The Very Odd Home Guard ExerciseOur office platoon of the Westminster Battalion had to perform the odd exercises, which could take place in parks, on Wimbledon Common, anywhere. Of them all this was the oddest. They generally consisted of creeping about in an ill-fitting uniform with an empty rifle, drinking tea at an all night stall with big wedges of sandwiches and /or a pink and white coconut cake to fill the corners, and riding in the back of the Rolls.
However, one night we were told we were going to enter into an exercise with another HG unit from, I believe, Transport House. The idea was we would be the invading army and were to attack HQ, which was to be Transport House, while they, the enemy defending Transport House, would stop us. I forget the details but several things stand out clearly; there were no ground rules laid down about how the sortie was to be carried out, we were formed into groups of about four and sent out to follow different routes. We set off. Half way between our office and theirs, standing in the centre of a square, was a church that had recently been severely bombed. My mate and I, with a couple of others, started walking towards our objective and it soon dawned on us that there was absolutely no hope of passing undetected in those streets unless one could hide. There were a few buildings with steps leading down to a basement entrance, but they were traps for sure. Then we saw the church. Immediately we realised that if we could climb into the half-torn bell-tower and stay there undetected, the defenders would pass us by, which is exactly what happened, although our perches were precarious, to say the least, and today the Health and Safety Act would preclude soldiers from being allowed to take cover like that for merely a practice, We duly arrived at our goal and said that we had captured it. This was obvious as there was only one man there manning a telephone, and there were four of us. When we retired to the basement of our office we felt pretty satisfied with our evening’s work.
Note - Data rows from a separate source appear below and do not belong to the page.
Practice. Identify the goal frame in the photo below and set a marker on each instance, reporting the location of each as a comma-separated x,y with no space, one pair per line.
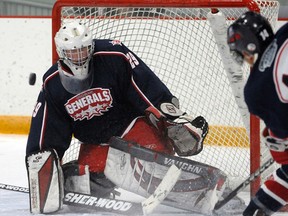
249,4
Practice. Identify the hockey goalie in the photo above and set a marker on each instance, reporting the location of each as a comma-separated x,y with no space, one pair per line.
129,124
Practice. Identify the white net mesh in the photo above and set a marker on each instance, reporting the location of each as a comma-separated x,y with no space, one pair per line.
178,45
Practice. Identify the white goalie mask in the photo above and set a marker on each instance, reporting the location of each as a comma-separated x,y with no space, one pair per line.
74,44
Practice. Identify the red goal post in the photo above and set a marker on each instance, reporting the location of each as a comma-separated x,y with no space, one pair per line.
174,38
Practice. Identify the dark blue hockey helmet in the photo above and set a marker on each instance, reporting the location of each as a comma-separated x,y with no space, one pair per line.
250,34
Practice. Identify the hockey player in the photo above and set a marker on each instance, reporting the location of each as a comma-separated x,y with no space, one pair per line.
251,39
99,89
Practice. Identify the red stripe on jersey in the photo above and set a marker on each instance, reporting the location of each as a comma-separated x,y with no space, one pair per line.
277,189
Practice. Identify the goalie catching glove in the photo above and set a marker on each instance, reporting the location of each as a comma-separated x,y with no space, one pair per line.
186,134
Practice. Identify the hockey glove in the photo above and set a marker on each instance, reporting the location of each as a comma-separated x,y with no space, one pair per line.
278,147
76,177
186,135
254,210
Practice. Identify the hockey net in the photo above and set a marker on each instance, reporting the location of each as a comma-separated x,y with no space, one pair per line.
175,39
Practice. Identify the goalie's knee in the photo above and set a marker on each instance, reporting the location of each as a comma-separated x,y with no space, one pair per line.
76,177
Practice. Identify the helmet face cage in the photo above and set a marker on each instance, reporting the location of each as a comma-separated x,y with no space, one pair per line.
74,45
250,34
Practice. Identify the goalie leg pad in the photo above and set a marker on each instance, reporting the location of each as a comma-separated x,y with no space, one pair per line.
140,170
45,181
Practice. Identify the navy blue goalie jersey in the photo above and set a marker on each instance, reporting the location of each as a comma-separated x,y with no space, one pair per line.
123,87
266,91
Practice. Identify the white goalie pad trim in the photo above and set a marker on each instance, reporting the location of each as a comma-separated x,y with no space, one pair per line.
196,190
45,182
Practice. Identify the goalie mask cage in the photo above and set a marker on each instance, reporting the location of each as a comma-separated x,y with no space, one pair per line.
175,39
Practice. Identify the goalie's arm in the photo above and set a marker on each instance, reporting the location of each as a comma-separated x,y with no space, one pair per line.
49,127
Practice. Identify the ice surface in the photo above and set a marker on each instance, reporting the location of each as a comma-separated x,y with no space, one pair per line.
13,172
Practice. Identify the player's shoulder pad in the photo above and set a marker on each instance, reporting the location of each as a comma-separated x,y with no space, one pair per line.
109,45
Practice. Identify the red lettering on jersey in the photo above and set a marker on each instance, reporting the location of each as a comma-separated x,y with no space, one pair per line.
90,103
During the following week all hell broke loose. We thought we were going to be praised for initiative and inventiveness, instead we were castigated by the powers-that-were for not playing to rules they had thought up after we had beaten the enemy, though not by Sir, who agreed that we were right. The British Military seem to be totally crazy and have strange ideas about war. I sometime wonder if it has dawned on them even now, as it seems to have done on every other nation, that the idea is to kill the other side by any means at all and not get our own chaps killed at all – after all dead is dead. I often think they have always had it the other way round – ‘it’s not cricket, old man, to hide in a church.’